Encephalitis : Causes, Symptoms and Treatment

by | Jun 18, 2019 |

Encephalitis is a rare, life-threatening disease which causes inflammation in the brain by either virus infection or immune system mistakenly destroys the healthy brain cell instead of the infected cell. Rarely, it can also be caused by a bacterial or fungal infection. Two main types of encephalitis are primary (a virus directly attack the brain tissues or spinal cord) and secondary (infection start in any part of the body and then reached to the brain). It mostly occurs in children or older people or those who have a weekend immune system.

Symptoms of Encephalitis

The symptoms of it vary with the severity of the disease.

Mild:

  • Headache
  • Fever
  • Sick feeling
  • Vomiting

Severe:

  • Agitation, confusion and hallucinations
  • Seizures
  • Paralysis
  • Hearing or speech problems
  • Loss of consciousness

Infants or children with encephalitis:

  • Body stiffness
  • Bulging fontanel on the infant’s skull
  • Irritability
  • Poor feeding

Causes of Encephalitis

The exact cause of it is not clear. But there are many known causes, which include:

  • Viral infection: The most common viral infection is herpes simplex infection, which can cause severe brain damage and lead to death. Other viral infections are poliovirus, Epstein-Barr virus, measles virus, and rabies virus, mosquito-borne viruses, and tick-borne viruses.
  • Bacterial and other infections: Bacterial infection can cause bacterial meningitis, which may lead to encephalitis. Protozoal or parasite infestations cause malaria, primary amoebic or toxoplasmosis that also lead encephalitis.
  • Autoimmune response: Autoimmune encephalitis arises when the immune system mistakenly attacks the healthy brain cell instead of the infected cell.

Complications

As it progress, it may lead to serious complications, such as:

  • Personality and behavior changes
  • Hallucinations
  • Memory loss
  • Paralysis
  • Epilepsy
  • Defects in vision or hearing
  • Completely damage the brain which leads to coma or death

Diagnosis

Diagnosis usually depends upon the symptoms, and the following test confirms it:

  • Brain imaging: Magnetic resonance imaging and computerized tomography (CT) scan detect the inflammation in the brain caused by it.
  • Electroencephalography (EEG): The EEG captures the abnormal signal produce by the encephalitis.
  • Lumbar puncture: Lumbar puncture is a procedure in which a needle is inserted in the lower back to remove the cerebrospinal fluid (CSF). Then the sample is tested to check the presence of inflammation and infection in the brain.
  • Brain biopsy: Small tissue removed from the brain for detecting the encephalitis.
  • Other laboratory tests: Sample of blood, urine or secretion from the throat can be tested to check the presence of viral encephalitis.
  • Polymerase chain reaction (PCR): This test is used to detect the herpes simplex virus in CSF.

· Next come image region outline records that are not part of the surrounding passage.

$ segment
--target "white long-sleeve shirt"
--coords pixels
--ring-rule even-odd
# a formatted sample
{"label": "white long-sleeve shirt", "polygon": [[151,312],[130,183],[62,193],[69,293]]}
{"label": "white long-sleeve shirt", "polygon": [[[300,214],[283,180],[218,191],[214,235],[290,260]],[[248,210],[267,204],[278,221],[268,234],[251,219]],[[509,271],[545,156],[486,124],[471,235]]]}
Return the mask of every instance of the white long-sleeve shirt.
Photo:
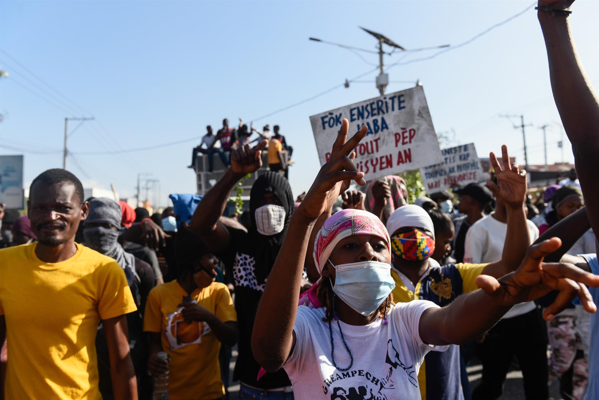
{"label": "white long-sleeve shirt", "polygon": [[[503,245],[507,235],[507,224],[498,221],[492,213],[473,224],[466,234],[464,262],[473,263],[494,262],[501,259]],[[539,238],[539,229],[531,221],[527,220],[530,243]],[[516,304],[509,311],[503,319],[506,319],[526,314],[535,308],[532,301]]]}

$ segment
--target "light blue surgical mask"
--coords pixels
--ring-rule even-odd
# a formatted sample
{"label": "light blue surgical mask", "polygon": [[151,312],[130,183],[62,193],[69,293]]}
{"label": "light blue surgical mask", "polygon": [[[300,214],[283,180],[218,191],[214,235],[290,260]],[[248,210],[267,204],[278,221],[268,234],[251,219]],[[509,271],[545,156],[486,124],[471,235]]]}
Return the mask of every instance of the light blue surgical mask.
{"label": "light blue surgical mask", "polygon": [[441,211],[446,214],[450,214],[452,211],[453,211],[453,204],[451,202],[450,200],[446,200],[445,201],[441,202],[439,204],[439,208],[441,208]]}
{"label": "light blue surgical mask", "polygon": [[[391,266],[378,261],[361,261],[335,265],[333,292],[343,302],[363,316],[379,308],[395,287]],[[329,278],[331,280],[331,278]]]}

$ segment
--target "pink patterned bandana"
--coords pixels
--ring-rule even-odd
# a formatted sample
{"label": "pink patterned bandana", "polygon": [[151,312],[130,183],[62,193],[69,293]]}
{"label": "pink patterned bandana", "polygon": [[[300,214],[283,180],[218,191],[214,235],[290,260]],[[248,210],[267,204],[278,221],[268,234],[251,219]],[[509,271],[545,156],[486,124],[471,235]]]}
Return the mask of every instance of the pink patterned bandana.
{"label": "pink patterned bandana", "polygon": [[[371,235],[390,243],[389,233],[374,214],[361,210],[348,208],[331,216],[325,221],[314,244],[314,262],[319,273],[329,259],[335,245],[350,235]],[[391,250],[389,250],[391,257]]]}

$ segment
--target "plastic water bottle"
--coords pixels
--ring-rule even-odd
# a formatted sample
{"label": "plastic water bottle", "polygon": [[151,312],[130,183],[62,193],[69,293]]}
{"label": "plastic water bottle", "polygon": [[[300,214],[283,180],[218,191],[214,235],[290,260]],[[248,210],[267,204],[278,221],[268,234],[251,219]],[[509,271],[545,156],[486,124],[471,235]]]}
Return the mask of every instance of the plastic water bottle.
{"label": "plastic water bottle", "polygon": [[[164,351],[156,353],[158,358],[168,364],[168,354]],[[168,400],[168,370],[154,378],[152,400]]]}

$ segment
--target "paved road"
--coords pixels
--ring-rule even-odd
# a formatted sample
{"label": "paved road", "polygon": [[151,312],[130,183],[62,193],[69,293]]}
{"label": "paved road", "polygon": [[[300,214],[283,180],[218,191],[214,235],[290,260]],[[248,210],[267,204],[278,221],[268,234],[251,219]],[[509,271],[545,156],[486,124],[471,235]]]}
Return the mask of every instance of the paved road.
{"label": "paved road", "polygon": [[[231,371],[229,378],[229,400],[237,400],[239,392],[239,382],[232,381],[233,368],[235,367],[235,362],[237,359],[237,347],[235,347],[233,349],[232,356],[229,365]],[[470,384],[473,389],[480,383],[480,378],[482,376],[482,365],[475,359],[472,364],[467,368],[467,371],[468,380],[470,380]],[[559,396],[559,390],[556,382],[554,382],[549,389],[549,400],[564,400]],[[498,400],[525,400],[522,372],[518,369],[518,363],[515,360],[512,365],[510,372],[507,374],[503,395]]]}

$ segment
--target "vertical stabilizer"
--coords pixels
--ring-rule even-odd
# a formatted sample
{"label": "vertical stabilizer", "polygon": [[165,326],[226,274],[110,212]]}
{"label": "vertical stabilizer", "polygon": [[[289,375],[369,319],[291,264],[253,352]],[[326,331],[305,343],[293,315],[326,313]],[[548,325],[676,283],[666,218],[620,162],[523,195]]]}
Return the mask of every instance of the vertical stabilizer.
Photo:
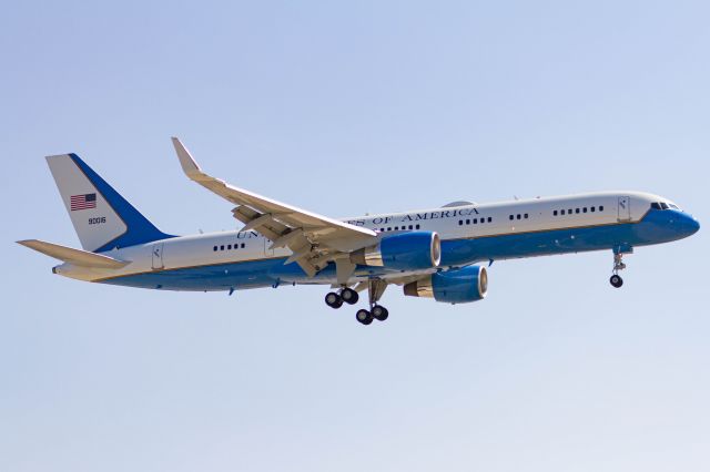
{"label": "vertical stabilizer", "polygon": [[48,156],[81,246],[101,253],[173,237],[158,229],[77,154]]}

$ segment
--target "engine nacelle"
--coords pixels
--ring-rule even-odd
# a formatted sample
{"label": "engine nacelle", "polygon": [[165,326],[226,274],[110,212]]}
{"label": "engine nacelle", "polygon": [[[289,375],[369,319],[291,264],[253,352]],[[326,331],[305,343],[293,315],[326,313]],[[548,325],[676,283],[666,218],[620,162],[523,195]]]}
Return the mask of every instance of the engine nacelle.
{"label": "engine nacelle", "polygon": [[442,240],[433,232],[385,235],[378,245],[352,253],[351,261],[398,270],[430,269],[442,261]]}
{"label": "engine nacelle", "polygon": [[404,286],[404,295],[428,297],[447,304],[467,304],[486,297],[488,271],[484,266],[432,274]]}

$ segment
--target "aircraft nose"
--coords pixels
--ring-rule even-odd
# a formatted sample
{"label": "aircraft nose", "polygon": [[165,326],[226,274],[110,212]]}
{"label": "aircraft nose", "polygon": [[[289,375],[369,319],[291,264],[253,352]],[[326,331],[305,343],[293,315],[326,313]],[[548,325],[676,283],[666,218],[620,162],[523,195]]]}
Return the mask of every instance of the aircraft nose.
{"label": "aircraft nose", "polygon": [[691,215],[683,213],[682,228],[683,233],[688,234],[688,236],[693,235],[700,229],[700,222],[698,222]]}

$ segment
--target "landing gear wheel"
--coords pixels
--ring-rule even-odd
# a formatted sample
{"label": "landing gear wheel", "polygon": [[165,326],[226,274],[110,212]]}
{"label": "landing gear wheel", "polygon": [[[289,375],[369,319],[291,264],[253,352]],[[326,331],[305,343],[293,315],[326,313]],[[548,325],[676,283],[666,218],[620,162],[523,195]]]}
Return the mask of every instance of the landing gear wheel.
{"label": "landing gear wheel", "polygon": [[357,300],[359,300],[359,295],[352,288],[345,287],[343,291],[341,291],[341,298],[348,305],[355,305]]}
{"label": "landing gear wheel", "polygon": [[343,298],[341,298],[341,296],[335,291],[331,291],[325,296],[325,305],[331,308],[341,308],[343,306]]}
{"label": "landing gear wheel", "polygon": [[611,284],[615,288],[619,288],[623,285],[623,279],[621,278],[620,275],[615,274],[609,279],[609,284]]}
{"label": "landing gear wheel", "polygon": [[387,308],[381,305],[375,305],[373,307],[372,315],[373,315],[373,318],[375,318],[376,320],[384,321],[389,316],[389,311],[387,311]]}
{"label": "landing gear wheel", "polygon": [[357,314],[355,314],[355,319],[357,319],[363,325],[369,325],[371,322],[373,322],[373,315],[366,309],[362,309],[357,310]]}

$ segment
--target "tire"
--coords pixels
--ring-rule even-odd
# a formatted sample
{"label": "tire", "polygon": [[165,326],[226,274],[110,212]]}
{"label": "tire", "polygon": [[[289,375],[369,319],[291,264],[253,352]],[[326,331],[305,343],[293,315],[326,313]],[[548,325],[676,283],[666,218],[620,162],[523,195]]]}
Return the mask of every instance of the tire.
{"label": "tire", "polygon": [[341,291],[341,298],[346,304],[355,305],[357,300],[359,300],[359,295],[352,288],[344,288],[343,291]]}
{"label": "tire", "polygon": [[331,291],[325,296],[325,305],[331,308],[341,308],[343,306],[343,299],[335,291]]}
{"label": "tire", "polygon": [[373,315],[369,311],[362,309],[357,310],[357,312],[355,314],[355,319],[363,325],[369,325],[371,322],[373,322]]}
{"label": "tire", "polygon": [[373,307],[373,318],[375,318],[378,321],[384,321],[389,317],[389,311],[387,310],[387,308],[381,306],[381,305],[375,305]]}
{"label": "tire", "polygon": [[615,274],[611,276],[611,278],[609,278],[609,284],[611,284],[611,286],[615,288],[620,288],[623,285],[623,279],[621,278],[621,276]]}

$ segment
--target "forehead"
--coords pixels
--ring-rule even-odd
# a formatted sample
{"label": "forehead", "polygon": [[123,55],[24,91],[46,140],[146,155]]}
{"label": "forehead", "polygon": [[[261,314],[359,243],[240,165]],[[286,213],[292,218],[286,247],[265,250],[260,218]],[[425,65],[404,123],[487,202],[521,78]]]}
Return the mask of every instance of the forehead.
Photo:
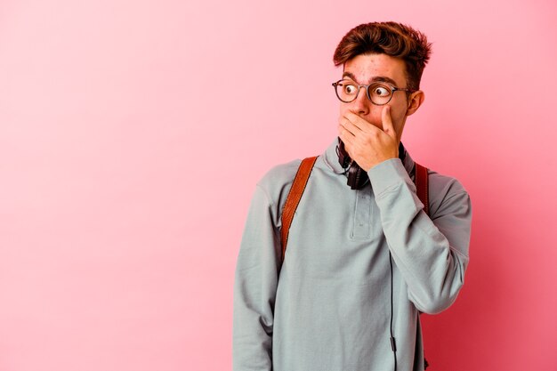
{"label": "forehead", "polygon": [[344,63],[344,73],[350,73],[359,84],[368,84],[374,77],[389,77],[399,87],[406,86],[406,65],[400,58],[387,54],[359,54]]}

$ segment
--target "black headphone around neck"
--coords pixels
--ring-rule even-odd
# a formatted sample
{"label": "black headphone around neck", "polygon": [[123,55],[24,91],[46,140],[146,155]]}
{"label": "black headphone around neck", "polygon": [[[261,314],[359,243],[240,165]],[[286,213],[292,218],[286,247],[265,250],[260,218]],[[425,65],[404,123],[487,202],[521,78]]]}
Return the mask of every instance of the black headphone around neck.
{"label": "black headphone around neck", "polygon": [[[351,190],[361,190],[366,183],[369,181],[367,173],[364,171],[356,161],[352,160],[346,149],[344,149],[344,143],[338,138],[338,144],[336,145],[336,155],[338,156],[338,162],[344,168],[344,174],[347,176],[347,184]],[[402,142],[399,144],[399,158],[404,161],[405,149]]]}

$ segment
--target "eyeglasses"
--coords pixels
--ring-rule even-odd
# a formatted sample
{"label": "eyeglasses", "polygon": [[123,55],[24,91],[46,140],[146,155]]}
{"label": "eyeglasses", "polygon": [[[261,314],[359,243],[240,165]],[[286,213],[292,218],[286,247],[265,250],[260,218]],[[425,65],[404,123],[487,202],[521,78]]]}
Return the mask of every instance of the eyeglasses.
{"label": "eyeglasses", "polygon": [[375,105],[383,106],[392,99],[394,92],[415,92],[411,89],[392,86],[391,84],[375,82],[368,85],[360,85],[351,80],[338,80],[333,83],[337,98],[344,103],[354,101],[358,98],[360,88],[366,88],[366,93],[369,101]]}

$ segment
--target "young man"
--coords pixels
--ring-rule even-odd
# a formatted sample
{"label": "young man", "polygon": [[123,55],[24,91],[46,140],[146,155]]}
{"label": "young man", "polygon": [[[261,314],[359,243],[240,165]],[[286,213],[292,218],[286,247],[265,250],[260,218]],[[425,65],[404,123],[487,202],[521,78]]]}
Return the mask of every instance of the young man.
{"label": "young man", "polygon": [[234,286],[235,371],[424,369],[419,312],[456,300],[472,217],[463,186],[432,171],[425,213],[400,143],[424,102],[430,47],[394,22],[340,42],[339,138],[315,162],[284,262],[281,214],[300,160],[271,169],[252,200]]}

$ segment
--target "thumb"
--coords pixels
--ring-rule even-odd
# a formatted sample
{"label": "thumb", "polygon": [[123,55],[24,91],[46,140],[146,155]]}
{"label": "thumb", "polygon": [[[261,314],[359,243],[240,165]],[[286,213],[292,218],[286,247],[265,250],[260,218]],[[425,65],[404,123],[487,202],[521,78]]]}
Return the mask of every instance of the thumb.
{"label": "thumb", "polygon": [[383,122],[383,131],[396,141],[397,133],[394,131],[392,119],[391,118],[391,107],[383,107],[383,111],[381,112],[381,121]]}

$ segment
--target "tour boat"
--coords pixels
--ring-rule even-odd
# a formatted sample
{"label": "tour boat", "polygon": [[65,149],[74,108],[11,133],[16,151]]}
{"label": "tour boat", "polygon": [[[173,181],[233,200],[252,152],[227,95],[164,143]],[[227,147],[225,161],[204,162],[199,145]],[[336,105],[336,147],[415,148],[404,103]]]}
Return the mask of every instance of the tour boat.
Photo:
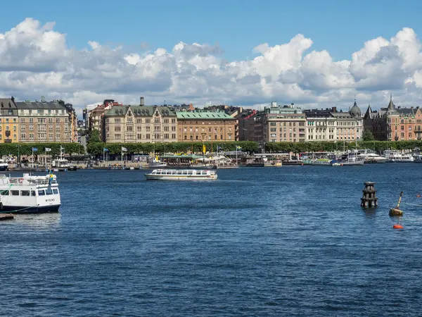
{"label": "tour boat", "polygon": [[147,180],[215,180],[215,171],[208,170],[154,170],[145,174]]}
{"label": "tour boat", "polygon": [[60,205],[55,175],[8,177],[0,174],[0,212],[32,213],[58,212]]}

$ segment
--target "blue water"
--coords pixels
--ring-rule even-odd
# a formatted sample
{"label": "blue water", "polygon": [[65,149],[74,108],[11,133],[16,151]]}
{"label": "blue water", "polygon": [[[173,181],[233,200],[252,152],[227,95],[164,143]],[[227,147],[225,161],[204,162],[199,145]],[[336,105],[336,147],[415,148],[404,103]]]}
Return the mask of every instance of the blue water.
{"label": "blue water", "polygon": [[[421,316],[422,164],[60,173],[60,213],[0,223],[0,315]],[[376,182],[380,206],[359,206]],[[388,209],[404,192],[404,229]]]}

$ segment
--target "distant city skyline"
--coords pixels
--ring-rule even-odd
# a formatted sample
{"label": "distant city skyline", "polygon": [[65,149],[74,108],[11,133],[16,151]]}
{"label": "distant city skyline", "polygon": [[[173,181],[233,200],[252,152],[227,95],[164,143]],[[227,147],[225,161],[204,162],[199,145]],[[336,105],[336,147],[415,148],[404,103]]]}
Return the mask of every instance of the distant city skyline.
{"label": "distant city skyline", "polygon": [[[365,109],[422,101],[416,1],[8,4],[0,97]],[[409,8],[411,8],[411,10]]]}

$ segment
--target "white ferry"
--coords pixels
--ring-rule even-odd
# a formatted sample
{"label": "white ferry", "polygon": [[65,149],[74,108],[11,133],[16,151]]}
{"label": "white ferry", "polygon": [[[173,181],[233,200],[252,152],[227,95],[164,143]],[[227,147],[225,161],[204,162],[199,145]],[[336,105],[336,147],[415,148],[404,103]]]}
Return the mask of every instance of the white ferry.
{"label": "white ferry", "polygon": [[145,174],[147,180],[215,180],[217,173],[208,170],[154,170]]}
{"label": "white ferry", "polygon": [[0,175],[0,212],[58,212],[61,202],[55,175],[22,178]]}

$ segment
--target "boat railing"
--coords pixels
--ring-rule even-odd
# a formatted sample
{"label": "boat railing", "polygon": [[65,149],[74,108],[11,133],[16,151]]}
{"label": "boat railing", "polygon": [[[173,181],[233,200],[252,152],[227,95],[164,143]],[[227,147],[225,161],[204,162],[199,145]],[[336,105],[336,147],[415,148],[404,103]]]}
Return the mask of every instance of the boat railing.
{"label": "boat railing", "polygon": [[51,178],[51,180],[47,178],[15,178],[9,177],[8,183],[14,186],[27,186],[28,183],[30,185],[56,185],[57,180],[56,178]]}

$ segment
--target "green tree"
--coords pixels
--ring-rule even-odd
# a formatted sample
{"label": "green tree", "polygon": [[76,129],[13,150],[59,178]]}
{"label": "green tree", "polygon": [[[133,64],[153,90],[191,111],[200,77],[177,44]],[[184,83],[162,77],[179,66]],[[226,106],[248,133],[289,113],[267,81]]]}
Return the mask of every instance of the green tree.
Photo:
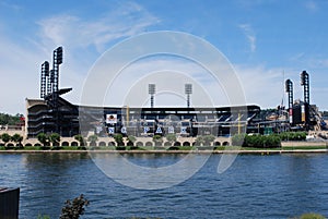
{"label": "green tree", "polygon": [[21,117],[23,114],[16,113],[15,115],[7,114],[7,113],[0,113],[0,124],[1,125],[15,125],[21,123]]}
{"label": "green tree", "polygon": [[68,199],[65,203],[65,207],[61,209],[59,219],[79,219],[81,215],[84,215],[84,206],[87,206],[90,202],[84,198],[83,194],[75,197],[73,200]]}
{"label": "green tree", "polygon": [[79,134],[79,135],[75,135],[74,136],[74,139],[78,141],[80,143],[80,146],[84,146],[85,145],[85,141],[84,141],[84,137]]}
{"label": "green tree", "polygon": [[51,133],[49,135],[49,142],[52,144],[52,146],[58,147],[60,143],[60,135],[58,133]]}
{"label": "green tree", "polygon": [[49,137],[47,134],[39,133],[36,137],[37,137],[38,142],[40,142],[40,144],[43,144],[44,147],[48,146]]}
{"label": "green tree", "polygon": [[117,143],[117,146],[124,146],[125,145],[122,134],[115,134],[114,139]]}
{"label": "green tree", "polygon": [[4,143],[4,146],[5,146],[7,143],[9,143],[9,142],[11,141],[11,136],[10,136],[10,134],[8,134],[8,133],[3,133],[3,134],[1,135],[1,139],[2,139],[2,142]]}
{"label": "green tree", "polygon": [[245,146],[245,143],[247,142],[246,139],[246,134],[236,134],[233,135],[231,138],[231,143],[233,146]]}
{"label": "green tree", "polygon": [[90,142],[90,146],[96,146],[96,142],[98,141],[97,135],[90,135],[87,137],[87,142]]}
{"label": "green tree", "polygon": [[15,133],[13,136],[11,136],[11,141],[14,142],[14,143],[16,143],[16,145],[19,147],[21,147],[22,146],[23,136],[20,135],[20,134],[17,134],[17,133]]}

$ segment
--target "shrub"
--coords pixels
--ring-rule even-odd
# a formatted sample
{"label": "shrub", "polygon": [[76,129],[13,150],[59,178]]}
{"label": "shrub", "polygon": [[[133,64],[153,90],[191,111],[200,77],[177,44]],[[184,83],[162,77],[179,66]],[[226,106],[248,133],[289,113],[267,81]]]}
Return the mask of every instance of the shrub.
{"label": "shrub", "polygon": [[238,134],[232,137],[232,145],[243,147],[257,148],[273,148],[281,147],[281,139],[279,136],[272,135],[245,135]]}
{"label": "shrub", "polygon": [[117,143],[117,146],[124,146],[122,134],[114,135],[114,139]]}
{"label": "shrub", "polygon": [[72,202],[68,199],[61,209],[59,219],[79,219],[81,215],[84,215],[84,206],[87,205],[89,200],[84,198],[83,194],[75,197]]}

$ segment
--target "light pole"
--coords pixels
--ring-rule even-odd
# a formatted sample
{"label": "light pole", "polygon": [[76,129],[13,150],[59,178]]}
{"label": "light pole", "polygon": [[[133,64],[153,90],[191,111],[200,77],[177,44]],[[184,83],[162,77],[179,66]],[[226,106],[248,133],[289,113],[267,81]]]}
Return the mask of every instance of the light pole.
{"label": "light pole", "polygon": [[192,85],[185,84],[185,94],[187,95],[187,108],[190,107],[190,95],[192,94]]}
{"label": "light pole", "polygon": [[155,84],[149,84],[148,93],[151,95],[151,108],[154,108],[154,94],[156,93]]}

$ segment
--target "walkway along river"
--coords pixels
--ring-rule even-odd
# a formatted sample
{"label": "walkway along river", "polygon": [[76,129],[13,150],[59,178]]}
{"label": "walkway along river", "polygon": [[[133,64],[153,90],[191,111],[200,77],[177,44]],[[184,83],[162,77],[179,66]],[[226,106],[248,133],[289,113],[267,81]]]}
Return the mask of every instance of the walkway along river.
{"label": "walkway along river", "polygon": [[[105,155],[103,159],[124,156],[147,167],[168,166],[185,156]],[[309,211],[328,216],[328,154],[238,155],[219,174],[220,158],[212,155],[200,171],[176,186],[144,191],[109,179],[87,153],[0,154],[0,184],[21,187],[23,219],[39,214],[58,218],[65,200],[80,194],[91,202],[83,218],[277,219]]]}

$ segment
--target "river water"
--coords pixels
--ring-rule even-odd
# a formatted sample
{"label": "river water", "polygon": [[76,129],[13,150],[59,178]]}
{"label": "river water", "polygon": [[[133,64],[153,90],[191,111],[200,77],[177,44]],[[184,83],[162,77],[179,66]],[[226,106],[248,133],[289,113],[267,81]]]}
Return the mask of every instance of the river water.
{"label": "river water", "polygon": [[[199,156],[204,155],[195,159]],[[142,166],[155,160],[161,167],[181,159],[179,155],[126,157]],[[196,174],[175,186],[138,190],[108,178],[86,153],[0,154],[0,187],[21,187],[21,219],[40,214],[59,218],[65,202],[80,194],[90,200],[82,218],[328,216],[327,154],[239,155],[218,173],[220,158],[212,155]]]}

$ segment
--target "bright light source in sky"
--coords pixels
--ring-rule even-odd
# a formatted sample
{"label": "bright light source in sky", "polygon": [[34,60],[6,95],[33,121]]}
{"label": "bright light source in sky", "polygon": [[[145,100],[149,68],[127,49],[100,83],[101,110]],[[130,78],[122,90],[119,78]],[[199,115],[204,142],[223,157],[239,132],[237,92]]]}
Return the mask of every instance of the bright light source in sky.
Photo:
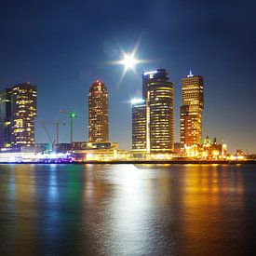
{"label": "bright light source in sky", "polygon": [[122,59],[118,60],[118,61],[107,62],[110,65],[123,65],[124,66],[123,73],[121,74],[119,83],[121,83],[121,81],[123,80],[125,74],[127,74],[127,72],[128,70],[131,70],[136,74],[138,74],[136,72],[136,65],[141,64],[141,63],[146,63],[146,62],[150,61],[149,60],[137,59],[137,51],[138,51],[138,47],[139,47],[139,43],[140,43],[140,40],[137,42],[136,46],[134,47],[134,48],[132,49],[131,52],[125,52],[122,48],[120,48],[120,51],[122,53]]}
{"label": "bright light source in sky", "polygon": [[130,101],[130,103],[132,105],[137,104],[137,103],[143,103],[143,102],[145,102],[145,101],[143,99],[132,99]]}
{"label": "bright light source in sky", "polygon": [[123,64],[126,69],[134,69],[137,64],[137,60],[134,58],[133,54],[125,53]]}

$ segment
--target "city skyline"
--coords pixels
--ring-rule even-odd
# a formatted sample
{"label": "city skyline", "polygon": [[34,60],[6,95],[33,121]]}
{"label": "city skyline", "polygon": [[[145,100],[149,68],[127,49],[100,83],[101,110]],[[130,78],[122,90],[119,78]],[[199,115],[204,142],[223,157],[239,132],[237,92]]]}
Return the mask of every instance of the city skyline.
{"label": "city skyline", "polygon": [[[124,8],[124,12],[120,12],[122,16],[114,12],[114,7]],[[97,28],[88,7],[91,13],[98,14]],[[0,10],[4,38],[0,43],[1,88],[20,81],[37,86],[40,95],[37,141],[47,141],[40,119],[66,121],[59,115],[63,108],[77,112],[74,139],[85,141],[88,132],[79,128],[88,123],[84,115],[88,113],[85,94],[91,82],[101,78],[108,85],[110,95],[110,138],[118,141],[121,148],[131,148],[128,101],[141,96],[143,69],[166,68],[169,72],[175,93],[175,141],[179,141],[180,137],[181,78],[192,69],[194,74],[204,76],[207,85],[203,137],[225,140],[231,152],[242,148],[255,153],[256,124],[251,118],[256,89],[255,35],[252,34],[255,17],[249,2],[235,1],[232,12],[229,9],[229,6],[221,1],[215,6],[202,1],[186,2],[183,6],[175,1],[160,1],[157,5],[142,1],[125,6],[77,1],[72,11],[65,1],[42,4],[40,8],[31,1],[7,2]],[[243,20],[234,15],[245,10],[247,15]],[[155,18],[152,19],[154,22],[149,14]],[[114,17],[111,20],[107,19],[109,15]],[[224,26],[220,26],[221,21]],[[137,66],[139,75],[128,72],[118,85],[123,67],[108,66],[105,62],[120,60],[119,46],[130,52],[138,38],[141,38],[138,58],[152,61]],[[120,122],[122,115],[127,119]],[[245,124],[242,129],[240,124]],[[123,133],[128,135],[127,139]],[[67,127],[61,128],[60,141],[69,141]]]}

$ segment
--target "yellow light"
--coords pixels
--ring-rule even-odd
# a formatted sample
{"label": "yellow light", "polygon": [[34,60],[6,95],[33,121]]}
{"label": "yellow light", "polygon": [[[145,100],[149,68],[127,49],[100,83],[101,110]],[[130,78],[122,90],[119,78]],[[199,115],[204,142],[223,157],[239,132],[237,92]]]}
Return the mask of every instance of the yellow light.
{"label": "yellow light", "polygon": [[134,58],[133,54],[124,53],[124,59],[122,61],[122,64],[125,65],[125,68],[134,69],[135,65],[138,63],[138,60]]}

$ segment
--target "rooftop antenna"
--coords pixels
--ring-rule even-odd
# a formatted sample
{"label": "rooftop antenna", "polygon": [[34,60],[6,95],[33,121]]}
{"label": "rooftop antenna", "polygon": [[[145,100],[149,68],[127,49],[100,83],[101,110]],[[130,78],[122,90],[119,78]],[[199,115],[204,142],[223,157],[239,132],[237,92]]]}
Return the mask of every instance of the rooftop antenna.
{"label": "rooftop antenna", "polygon": [[189,70],[189,74],[188,74],[188,76],[187,77],[193,77],[194,76],[194,74],[192,74],[192,71],[191,70]]}

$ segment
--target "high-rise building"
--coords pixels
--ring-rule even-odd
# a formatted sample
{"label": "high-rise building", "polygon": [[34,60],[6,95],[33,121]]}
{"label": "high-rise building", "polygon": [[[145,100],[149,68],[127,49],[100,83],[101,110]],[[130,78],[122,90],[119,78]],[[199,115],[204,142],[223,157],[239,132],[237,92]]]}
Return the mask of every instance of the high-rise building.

Prevention of Encephalitis

The effective ways to prevent viral are:

  • Avoid exposure to viruses
  • Current vaccination should be given that protect the children from illnesses that lead to encephalitis
  • Avoid mosquito’s bites by applying mosquito repellent on face or clothes
  • Keep home mosquito-free by using mosquito spray and also clean the water sources outside the home by using chemicals.

Treatment

The treatment of it is symptomatic. The mild one can be treated by taking proper bed rest, sufficient fluids and anti-inflammatory drugs to relieve symptoms such as fever and headache, but severe encephalitis needs following treatments;

  • Antiviral medications: Virus encephalitis can be cured by using antiviral medicines
  • Corticosteroids: It helps to reduce the swelling in the brain
  • Antibiotics: Antibiotics are used to treat the secondary encephalitis which is caused by bacteria or protozoa
  • Anticonvulsant medications: Anticonvulsants can be used for the treatment of seizures, restlessness, and irritability.
  • Other therapies: Occupational, physical and psychotherapy are required to cure its complications and to improve the quality of life of infected patients.